La prévention des abcès du sein

Il est possible de prévenir un abcès du sein, en positionnant bien son bébé et en faisant très attention à son hygiène locale.

  • Pour bien faire, le bébé doit être parallèle au ventre de sa maman. De plus, sa bouche doit attraper toute l'aréole du sein et pas seulement le bout du mamelon. Enfin, il ne faut pas appuyer sur le haut du sein comme le font certaines mamans en pensant que leur nouveau-né va manquer d'air pour respirer, car cela a surtout pour effet de perturber sa façon de téter.
  • Respecter une hygiène scrupuleuse et ne pas négliger une crevasse en voie de formation, est le meilleur moyen de prévenir un futur abcès. Par précaution, lavez-vous les mains avant chaque tétée et protégez éventuellement le bout du sein à l'aide de lanoline pure (à faire préparer par le pharmacien).
  • Entre deux tétées, portez un bon soutien-gorge avec un coussinet d'allaitement pour absorber les petites pertes de lait. En cas de tensions mammaires, des douches tièdes soulagent. En cas de mamelon abîmé, il faut le mettre au repos et recourir à une pommade cicatrisante à base de vitamine A, E ou de calendula.
 

Si toutes ces conditions sont bien respectées, il n'y a aucune raison pour qu'un abcès survienne.

Les traitements de l'abcès du sein

Un traitement local, médical voire chirurgical est indispensable pour évacuer l'abcès.

  • Sur la zone chaude et douloureuse, l'application de compresses tièdes favorise la dilatation des canaux galactophores enflammés et donc l'évacuation du pus. Si abcès il y a, les antibiotiques sont indispensables. Dans de cas très rares, il faut recourir à un geste chirurgical pour évacuer l'abcès.
  • L'arrêt de l'allaitement n'est pas systématique car les tétées peuvent se faire par l'autre sein, indemne de toute infection.

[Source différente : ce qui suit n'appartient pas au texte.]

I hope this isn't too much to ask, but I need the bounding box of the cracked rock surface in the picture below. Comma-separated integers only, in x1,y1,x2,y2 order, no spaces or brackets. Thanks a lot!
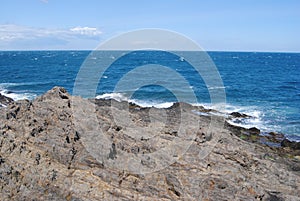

Dans tous les cas, cela relève d'une décision médicale.
 

Les médecines naturelles sont-elles utiles face à un abcès du sein ?

Parallèlement aux prescriptions classiques, les médecines naturelles sont utiles pour soulager la douleur et l'inflammation.

  • Usage traditionnel : mettre 50 grammes de farine de lin pour un litre d'eau, faire cuire quelques minutes jusqu'à obtention d'une pâte assez souple. Appliquer en cataplasme chaud et laisser en place jusqu'au refroidissement (d'après "Phytothérapie, la santé par les plantes", Sélection du Reader's Digest, éd. Vidal).